The Allman Brothers Band: Live from A&R Studios: New York, August 26, 1971

A&RCover

The Allman Brothers Band
Live from A&R Studios New York, August 26, 1971
(Allman Brothers Band Recording Company/RED)
Rating: 4.5 out of 5 stars

Since the set list is nearly the same as The Allman Brothers Live at Fillmore East (with the notable exclusion of “Whipping Post”), which any fan already owns, there is no reason to add this 67 minute show recorded only five months later to your collection, right? Not exactly.

As those who already own this heavily bootlegged concert, recorded in front of a small audience at the titular studio can attest, the sextet was on fire this evening.
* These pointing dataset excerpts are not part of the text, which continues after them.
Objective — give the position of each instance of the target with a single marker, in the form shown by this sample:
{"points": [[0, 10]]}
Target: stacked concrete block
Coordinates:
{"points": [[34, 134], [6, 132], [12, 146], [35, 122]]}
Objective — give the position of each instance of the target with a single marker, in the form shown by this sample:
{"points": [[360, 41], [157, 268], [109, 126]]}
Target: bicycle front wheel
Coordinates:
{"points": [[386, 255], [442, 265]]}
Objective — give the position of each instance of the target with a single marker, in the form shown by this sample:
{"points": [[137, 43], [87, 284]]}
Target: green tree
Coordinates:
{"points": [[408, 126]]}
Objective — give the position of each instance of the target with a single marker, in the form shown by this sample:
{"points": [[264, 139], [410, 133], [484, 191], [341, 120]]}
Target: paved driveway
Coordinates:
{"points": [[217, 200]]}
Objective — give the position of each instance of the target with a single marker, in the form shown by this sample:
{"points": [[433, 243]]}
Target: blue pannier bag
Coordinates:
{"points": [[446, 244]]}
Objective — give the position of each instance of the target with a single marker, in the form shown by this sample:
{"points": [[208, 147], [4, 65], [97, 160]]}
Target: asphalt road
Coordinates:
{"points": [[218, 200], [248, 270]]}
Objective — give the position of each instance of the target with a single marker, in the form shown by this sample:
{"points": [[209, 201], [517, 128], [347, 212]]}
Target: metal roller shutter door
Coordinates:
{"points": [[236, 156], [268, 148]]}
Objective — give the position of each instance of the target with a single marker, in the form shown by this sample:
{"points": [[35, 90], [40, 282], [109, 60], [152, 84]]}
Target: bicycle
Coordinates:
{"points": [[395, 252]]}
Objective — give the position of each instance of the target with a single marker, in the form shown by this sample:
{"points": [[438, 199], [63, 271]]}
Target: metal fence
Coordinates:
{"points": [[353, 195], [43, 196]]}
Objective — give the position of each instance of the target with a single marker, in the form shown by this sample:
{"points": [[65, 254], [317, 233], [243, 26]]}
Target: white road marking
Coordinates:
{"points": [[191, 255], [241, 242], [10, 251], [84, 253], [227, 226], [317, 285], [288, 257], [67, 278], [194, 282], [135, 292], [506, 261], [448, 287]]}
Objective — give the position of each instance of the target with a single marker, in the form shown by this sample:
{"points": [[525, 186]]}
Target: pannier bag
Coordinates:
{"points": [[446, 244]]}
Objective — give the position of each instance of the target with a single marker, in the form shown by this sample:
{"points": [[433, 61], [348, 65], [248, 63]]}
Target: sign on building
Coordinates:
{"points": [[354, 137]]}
And even though there were few surprises in the songs played (they had stayed pretty similar for about a year), the group charged through the material like they had everything to prove. The Fillmore East live album had only been released the previous month and hadn’t yet made the act the superstars they were to become. The group’s interactive abilities were even more fine-tuned than on the Fillmore recording, and since the members were arranged in a circle where each could see the other (an unusual configuration that only occurred in the confines of a studio), the energy exchanged was heightened. Gregg’s soulful singing is even more passionate than usual, and Duane’s improvisational abilities were in rare form making songs they had played dozens of times such as “Statesboro Blues” sound fresh and inspired. 

Look no further than the previously released, nearly 20 minute version of “You Don’t Love Me” that morphs into an unrehearsed “Soul Serenade” (a tribute to Allman friend, saxist King Curtis who had just been murdered) to hear how synergistic the group was on this particular night. Remixed from the 8 track session tapes, the sound is crisp and immediate. In fact, some performances, like an emotional take on the slow blues “Stormy Monday,” here without harmonica, are as good, if not better, than their Fillmore counterparts.

Moderate Brothers admirers can stick with the already released versions, but for those digging deeper into Duane’s sadly limited well of professionally recorded work with the band, this is absolutely essential listening. It’s made more attractive by four pages of detailed liner notes that place this gig into perspective (it was just eight weeks before Duane’s death) and help the disc fall just behind the Fillmore shows as a highlight of the live original Allman Brothers Band catalog.